Women can help delay menopause and protect ovarian function by consuming moderate amounts of soy products, nuts, deep-sea fish, whole grains, dark vegetables, and other foods. These foods are rich in nutrients such as phytoestrogens, unsaturated fatty acids, and vitamin E, which help regulate endocrine balance.
1. Soy Products
Soybeans and their products contain abundant soy isoflavones, which are plant estrogens that can bidirectionally regulate estrogen levels in the body. Bean products such as tofu, soybean milk and natto can help relieve perimenopausal hot flashes and night sweats, and delay ovarian function decline. It is recommended to consume 3-4 times a week, but patients with thyroid diseases need to control their intake.
2. Nuts
Almonds, walnuts and other nuts are rich in vitamin E and healthy fatty acids, which have antioxidant effects and can reduce the damage of free radicals to ovarian cells. Daily intake of 20-30 grams of nuts can improve follicle quality, but it is important to choose authentic products to avoid excessive salt intake.
3. Deep sea fish
Salmon, sardine and other deep sea fish provide high-quality protein and Omega-3 fatty acids, which can reduce the inflammatory reaction in the body and maintain the stability of follicle membrane. Eating 2-3 times a week can help improve ovarian microcirculation, but gout patients should control the frequency of consumption.
4. Whole Grains
Whole grains such as oats and brown rice contain B vitamins and dietary fiber, which can promote the balance of estrogen metabolism. Its low glycemic index characteristic helps prevent insulin resistance and indirectly protect ovarian function.

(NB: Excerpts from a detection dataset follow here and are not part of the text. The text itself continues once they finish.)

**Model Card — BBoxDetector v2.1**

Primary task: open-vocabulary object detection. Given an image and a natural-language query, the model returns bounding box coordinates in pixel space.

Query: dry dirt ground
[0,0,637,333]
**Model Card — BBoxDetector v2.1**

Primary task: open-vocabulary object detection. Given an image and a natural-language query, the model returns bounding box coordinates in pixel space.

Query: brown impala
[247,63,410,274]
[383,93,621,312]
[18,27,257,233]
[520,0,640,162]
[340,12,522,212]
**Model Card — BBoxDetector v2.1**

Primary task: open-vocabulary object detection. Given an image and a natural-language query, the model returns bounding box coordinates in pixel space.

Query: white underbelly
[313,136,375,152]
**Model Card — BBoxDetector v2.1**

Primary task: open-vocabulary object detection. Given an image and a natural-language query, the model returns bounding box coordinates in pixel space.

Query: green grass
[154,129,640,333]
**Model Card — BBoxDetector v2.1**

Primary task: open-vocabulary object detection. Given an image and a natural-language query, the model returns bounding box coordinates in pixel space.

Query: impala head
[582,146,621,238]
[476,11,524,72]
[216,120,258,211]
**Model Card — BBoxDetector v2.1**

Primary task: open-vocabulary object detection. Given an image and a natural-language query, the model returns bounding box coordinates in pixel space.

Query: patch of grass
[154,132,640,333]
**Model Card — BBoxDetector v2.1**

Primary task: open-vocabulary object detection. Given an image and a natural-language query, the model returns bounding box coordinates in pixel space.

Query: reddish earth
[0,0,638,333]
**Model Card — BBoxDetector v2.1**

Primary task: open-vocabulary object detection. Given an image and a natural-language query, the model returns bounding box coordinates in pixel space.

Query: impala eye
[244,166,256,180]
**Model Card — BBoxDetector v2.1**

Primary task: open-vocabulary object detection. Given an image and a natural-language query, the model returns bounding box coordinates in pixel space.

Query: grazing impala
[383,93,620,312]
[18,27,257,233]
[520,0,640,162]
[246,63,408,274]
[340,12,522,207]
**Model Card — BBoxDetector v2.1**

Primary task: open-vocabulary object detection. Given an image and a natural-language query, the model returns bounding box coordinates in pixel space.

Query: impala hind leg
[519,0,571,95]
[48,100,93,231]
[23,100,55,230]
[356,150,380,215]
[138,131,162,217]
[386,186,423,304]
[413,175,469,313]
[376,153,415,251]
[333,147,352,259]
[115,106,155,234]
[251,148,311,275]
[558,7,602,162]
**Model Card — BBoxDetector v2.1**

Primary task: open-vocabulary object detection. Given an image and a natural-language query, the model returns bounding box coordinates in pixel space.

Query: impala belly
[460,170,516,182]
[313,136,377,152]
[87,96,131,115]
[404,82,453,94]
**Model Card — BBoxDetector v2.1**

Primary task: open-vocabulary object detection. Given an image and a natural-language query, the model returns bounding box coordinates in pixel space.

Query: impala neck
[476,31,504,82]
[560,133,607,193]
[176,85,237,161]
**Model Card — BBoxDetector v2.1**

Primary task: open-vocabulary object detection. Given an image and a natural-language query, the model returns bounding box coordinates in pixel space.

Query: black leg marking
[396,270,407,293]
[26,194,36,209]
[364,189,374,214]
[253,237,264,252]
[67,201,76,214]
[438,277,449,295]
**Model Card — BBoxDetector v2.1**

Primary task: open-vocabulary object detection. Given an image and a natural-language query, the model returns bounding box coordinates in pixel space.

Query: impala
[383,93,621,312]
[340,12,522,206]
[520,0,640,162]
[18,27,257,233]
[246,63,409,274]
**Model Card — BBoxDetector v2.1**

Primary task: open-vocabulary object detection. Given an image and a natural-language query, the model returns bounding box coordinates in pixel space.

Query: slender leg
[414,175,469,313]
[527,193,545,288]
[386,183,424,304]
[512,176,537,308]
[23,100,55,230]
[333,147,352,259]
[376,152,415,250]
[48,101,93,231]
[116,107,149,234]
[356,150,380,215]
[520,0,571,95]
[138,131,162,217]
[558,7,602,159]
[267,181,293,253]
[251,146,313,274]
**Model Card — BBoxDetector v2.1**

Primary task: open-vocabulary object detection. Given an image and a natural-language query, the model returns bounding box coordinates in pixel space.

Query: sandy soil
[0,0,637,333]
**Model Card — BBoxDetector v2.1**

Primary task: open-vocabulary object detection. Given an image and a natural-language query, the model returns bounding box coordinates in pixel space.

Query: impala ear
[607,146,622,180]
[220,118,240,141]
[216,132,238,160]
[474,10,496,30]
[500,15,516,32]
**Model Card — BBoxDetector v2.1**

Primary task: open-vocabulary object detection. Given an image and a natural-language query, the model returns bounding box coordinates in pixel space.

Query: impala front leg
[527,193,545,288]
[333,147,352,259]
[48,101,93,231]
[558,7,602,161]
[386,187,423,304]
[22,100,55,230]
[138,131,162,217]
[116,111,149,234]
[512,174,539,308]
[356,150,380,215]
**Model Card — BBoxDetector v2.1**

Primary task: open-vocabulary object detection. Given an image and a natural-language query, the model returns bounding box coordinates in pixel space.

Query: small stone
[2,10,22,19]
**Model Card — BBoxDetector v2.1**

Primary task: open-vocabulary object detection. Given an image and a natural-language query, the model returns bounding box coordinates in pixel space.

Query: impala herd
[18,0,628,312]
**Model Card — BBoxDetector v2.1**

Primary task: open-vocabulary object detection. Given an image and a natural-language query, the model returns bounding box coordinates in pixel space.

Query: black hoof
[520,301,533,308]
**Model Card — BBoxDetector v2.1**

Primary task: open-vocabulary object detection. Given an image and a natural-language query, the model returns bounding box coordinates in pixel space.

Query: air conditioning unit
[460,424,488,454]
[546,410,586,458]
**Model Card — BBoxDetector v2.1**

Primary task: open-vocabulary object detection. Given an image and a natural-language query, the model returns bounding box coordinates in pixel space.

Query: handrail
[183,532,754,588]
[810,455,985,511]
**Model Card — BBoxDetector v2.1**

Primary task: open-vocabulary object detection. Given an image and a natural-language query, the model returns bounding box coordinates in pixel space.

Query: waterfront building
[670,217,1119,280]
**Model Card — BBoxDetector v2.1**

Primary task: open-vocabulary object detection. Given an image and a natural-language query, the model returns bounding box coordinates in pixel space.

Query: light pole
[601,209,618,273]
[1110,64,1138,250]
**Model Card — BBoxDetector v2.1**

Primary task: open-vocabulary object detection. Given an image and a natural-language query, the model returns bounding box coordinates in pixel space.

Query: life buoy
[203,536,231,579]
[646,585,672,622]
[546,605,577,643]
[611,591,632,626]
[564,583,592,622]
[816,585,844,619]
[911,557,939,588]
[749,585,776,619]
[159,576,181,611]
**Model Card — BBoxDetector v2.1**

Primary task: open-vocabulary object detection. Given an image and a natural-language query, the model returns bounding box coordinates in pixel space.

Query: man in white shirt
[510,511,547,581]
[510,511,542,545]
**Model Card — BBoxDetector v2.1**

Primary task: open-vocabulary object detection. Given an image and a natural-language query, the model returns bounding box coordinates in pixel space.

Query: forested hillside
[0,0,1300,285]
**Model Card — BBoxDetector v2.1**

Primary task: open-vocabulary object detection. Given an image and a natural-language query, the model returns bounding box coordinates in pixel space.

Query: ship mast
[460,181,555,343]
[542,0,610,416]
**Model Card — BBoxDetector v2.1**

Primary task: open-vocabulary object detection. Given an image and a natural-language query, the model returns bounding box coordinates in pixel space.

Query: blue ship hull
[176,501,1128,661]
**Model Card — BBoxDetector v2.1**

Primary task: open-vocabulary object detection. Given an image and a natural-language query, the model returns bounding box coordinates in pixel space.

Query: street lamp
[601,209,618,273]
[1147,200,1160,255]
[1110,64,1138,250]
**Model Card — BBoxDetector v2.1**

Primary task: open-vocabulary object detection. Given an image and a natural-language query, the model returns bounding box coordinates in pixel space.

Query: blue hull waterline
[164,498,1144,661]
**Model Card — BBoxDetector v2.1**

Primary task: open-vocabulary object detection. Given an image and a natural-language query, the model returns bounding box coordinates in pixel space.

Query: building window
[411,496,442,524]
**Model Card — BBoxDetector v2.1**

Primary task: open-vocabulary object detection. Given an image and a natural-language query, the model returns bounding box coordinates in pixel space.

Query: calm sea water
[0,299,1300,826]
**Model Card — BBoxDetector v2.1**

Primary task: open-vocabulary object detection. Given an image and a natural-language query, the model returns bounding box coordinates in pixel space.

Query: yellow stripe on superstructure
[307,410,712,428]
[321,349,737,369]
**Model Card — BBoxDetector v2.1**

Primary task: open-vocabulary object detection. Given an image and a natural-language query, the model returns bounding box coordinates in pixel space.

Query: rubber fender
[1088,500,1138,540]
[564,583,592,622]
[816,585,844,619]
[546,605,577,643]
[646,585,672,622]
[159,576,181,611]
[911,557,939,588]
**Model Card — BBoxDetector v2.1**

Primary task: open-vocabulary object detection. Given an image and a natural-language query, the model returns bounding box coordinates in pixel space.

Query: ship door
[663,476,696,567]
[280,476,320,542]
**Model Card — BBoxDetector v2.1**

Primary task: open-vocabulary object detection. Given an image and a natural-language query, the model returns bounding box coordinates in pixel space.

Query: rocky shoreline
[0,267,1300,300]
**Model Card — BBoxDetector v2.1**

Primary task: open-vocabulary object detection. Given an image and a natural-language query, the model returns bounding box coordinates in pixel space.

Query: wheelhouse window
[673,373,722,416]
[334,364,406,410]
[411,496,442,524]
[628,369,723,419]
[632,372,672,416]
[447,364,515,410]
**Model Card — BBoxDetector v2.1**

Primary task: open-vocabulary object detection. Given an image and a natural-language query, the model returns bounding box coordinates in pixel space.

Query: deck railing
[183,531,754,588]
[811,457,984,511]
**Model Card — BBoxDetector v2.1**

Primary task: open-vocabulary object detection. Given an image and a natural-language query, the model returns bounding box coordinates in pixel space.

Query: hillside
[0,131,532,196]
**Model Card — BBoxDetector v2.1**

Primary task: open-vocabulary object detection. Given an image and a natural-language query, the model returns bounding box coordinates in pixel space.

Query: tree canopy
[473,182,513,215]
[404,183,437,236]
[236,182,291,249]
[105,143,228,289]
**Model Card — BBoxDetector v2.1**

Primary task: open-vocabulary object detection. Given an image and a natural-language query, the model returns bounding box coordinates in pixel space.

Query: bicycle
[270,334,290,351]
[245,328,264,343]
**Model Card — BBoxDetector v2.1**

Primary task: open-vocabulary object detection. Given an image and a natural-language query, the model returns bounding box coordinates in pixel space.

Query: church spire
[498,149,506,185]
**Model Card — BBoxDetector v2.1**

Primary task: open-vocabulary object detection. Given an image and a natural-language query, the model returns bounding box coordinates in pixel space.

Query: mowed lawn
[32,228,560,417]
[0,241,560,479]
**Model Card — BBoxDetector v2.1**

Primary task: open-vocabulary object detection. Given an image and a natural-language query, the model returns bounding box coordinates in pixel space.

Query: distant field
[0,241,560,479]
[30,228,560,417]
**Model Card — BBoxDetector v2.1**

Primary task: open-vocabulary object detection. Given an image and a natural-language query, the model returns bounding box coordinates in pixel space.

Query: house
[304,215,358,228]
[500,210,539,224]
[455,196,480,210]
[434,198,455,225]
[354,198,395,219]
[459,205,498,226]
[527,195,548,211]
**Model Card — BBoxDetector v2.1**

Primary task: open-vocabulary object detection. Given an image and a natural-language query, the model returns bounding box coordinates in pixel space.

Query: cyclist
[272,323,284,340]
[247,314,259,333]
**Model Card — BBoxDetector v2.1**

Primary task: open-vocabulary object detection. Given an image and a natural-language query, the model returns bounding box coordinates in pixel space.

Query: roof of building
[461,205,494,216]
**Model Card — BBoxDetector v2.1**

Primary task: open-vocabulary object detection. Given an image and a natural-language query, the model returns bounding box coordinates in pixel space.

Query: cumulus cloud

Suggest replacing refined rice and flour as a staple food source.
5. Dark Vegetables
Spinach, purple cabbage and other dark vegetables are rich in antioxidants such as folate and anthocyanins, which can neutralize oxidative stress products in the body and slow down the rate of follicular atresia. Consuming 300-500 grams of vegetables of different colors daily can achieve a synergistic protective effect. In addition to dietary adjustments, it is recommended that women maintain a regular schedule and moderate exercise, engage in 3-5 aerobic exercises combined with strength training per week, and avoid bad habits such as smoking and alcohol abuse. At the same time, pay attention to controlling weight within the normal range, as excessive obesity or thinness can affect ovarian function. Regular gynecological examinations can help detect ovarian dysfunction early, and women over 35 years old may consider undergoing AMH testing to evaluate ovarian reserve. Maintaining a positive mindset is equally important for endocrine regulation, which can be alleviated through meditation, social activities, and other means.